In terms of the transition back to walking from paw-shaking, the model predicts there will be an asymmetry to the bursts between the two half-centers of the HCO for the first 2–3 cycles post inhibition, which could manifest as a slight discoordination between muscles/legs immediately after paw-shaking . Although, as with the initial slowness of the paw-shaking rhythm, it is possible that the presence of additional neurons would help stabilize the rhythm faster than two neurons alone could.

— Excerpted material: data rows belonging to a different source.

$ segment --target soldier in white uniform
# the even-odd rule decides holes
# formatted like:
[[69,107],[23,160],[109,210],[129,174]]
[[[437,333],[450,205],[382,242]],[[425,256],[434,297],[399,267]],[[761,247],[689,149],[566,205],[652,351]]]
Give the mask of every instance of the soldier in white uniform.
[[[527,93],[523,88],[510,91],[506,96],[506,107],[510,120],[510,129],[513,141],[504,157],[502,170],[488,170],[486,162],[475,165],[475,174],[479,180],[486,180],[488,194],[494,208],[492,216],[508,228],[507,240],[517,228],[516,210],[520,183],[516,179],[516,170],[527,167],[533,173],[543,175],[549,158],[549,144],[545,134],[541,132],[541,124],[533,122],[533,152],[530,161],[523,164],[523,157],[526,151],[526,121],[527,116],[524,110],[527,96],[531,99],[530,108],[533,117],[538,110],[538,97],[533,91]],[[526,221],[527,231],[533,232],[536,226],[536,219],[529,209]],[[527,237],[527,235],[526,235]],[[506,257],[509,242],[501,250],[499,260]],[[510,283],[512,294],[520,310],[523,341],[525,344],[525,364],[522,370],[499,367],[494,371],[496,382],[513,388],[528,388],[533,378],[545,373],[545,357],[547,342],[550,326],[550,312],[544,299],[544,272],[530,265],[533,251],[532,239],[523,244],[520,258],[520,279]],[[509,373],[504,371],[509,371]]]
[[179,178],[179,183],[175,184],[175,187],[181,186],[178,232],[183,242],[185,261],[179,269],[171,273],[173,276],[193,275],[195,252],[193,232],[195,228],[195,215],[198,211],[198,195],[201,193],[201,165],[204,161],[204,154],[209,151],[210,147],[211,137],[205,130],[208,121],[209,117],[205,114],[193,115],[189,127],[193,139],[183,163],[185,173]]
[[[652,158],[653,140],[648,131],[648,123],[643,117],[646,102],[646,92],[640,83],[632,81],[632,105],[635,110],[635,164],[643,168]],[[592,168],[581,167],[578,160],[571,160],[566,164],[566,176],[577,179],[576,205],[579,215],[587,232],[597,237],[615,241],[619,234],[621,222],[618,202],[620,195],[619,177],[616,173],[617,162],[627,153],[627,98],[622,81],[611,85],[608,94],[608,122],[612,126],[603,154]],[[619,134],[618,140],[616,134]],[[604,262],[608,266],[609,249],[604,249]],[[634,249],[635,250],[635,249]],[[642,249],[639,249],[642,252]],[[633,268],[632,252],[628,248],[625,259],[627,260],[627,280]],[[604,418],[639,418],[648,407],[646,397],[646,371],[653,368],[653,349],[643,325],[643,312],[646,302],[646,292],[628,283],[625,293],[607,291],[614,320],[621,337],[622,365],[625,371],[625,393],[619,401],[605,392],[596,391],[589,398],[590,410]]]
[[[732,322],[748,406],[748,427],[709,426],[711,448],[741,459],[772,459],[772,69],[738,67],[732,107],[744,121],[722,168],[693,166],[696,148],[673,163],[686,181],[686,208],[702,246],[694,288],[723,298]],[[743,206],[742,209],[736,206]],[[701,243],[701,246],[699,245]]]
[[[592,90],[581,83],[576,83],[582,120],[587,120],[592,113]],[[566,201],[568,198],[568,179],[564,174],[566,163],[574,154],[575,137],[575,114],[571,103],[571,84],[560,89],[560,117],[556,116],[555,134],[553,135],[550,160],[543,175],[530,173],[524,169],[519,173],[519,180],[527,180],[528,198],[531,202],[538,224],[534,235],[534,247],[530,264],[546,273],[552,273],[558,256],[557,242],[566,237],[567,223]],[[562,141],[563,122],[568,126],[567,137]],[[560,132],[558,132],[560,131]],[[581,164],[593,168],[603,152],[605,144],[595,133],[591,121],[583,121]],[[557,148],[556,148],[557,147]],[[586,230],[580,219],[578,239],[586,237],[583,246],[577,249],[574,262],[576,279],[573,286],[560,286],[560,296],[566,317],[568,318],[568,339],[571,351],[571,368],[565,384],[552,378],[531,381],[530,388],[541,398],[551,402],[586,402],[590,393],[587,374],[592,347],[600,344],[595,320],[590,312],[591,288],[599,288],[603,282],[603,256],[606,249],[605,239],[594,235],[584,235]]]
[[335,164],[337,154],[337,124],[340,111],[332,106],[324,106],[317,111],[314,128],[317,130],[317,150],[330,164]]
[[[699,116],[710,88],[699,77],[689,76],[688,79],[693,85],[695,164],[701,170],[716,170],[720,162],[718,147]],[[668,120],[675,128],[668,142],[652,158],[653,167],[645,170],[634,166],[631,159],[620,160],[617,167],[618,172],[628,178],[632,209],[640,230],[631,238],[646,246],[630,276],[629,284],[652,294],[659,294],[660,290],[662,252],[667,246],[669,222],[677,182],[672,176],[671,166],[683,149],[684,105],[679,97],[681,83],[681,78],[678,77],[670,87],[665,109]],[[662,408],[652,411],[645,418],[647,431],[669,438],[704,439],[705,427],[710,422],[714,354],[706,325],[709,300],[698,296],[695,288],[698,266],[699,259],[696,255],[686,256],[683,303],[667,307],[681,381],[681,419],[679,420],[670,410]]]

5.2 Pharmacological Manipulations

Paw-shaking and walking could be considered a more exited state and more inhibited state, respectively. Any change in excitation or inhibition will affect both rhythms. We could predict that a brief blockade of the inhibitory synaptic interaction would cause a switch to paw-shaking at about the same speed as excitatory stimulation, and weakening of the synapse would promote paw-shaking. In contrast, strengthening the synapse could abolish the paw-shaking rhythm or make it much more difficult to elicit. Paw-shaking in adult chronic spinalized cats can be eliminated by application of noradrenergic agonist clonidine, which will also increase the period of walking (Barbeau et al. 1987) . Experiments in cats show norepinephrine inhibits 43 % of interneurons in the ventral horn of the spinal cord , excites 6 % and has no effect on the rest (Jordan et al. 1977). Application of NMDA increases expression of paw-shaking, likely by exciting sensory neurons (Chau et al. 2002) . Both of these results are in line with our model.

The above predictions could be investigated in details by evoking paw-shake responses in different phases of the walking cycle with different duration of the stimulus.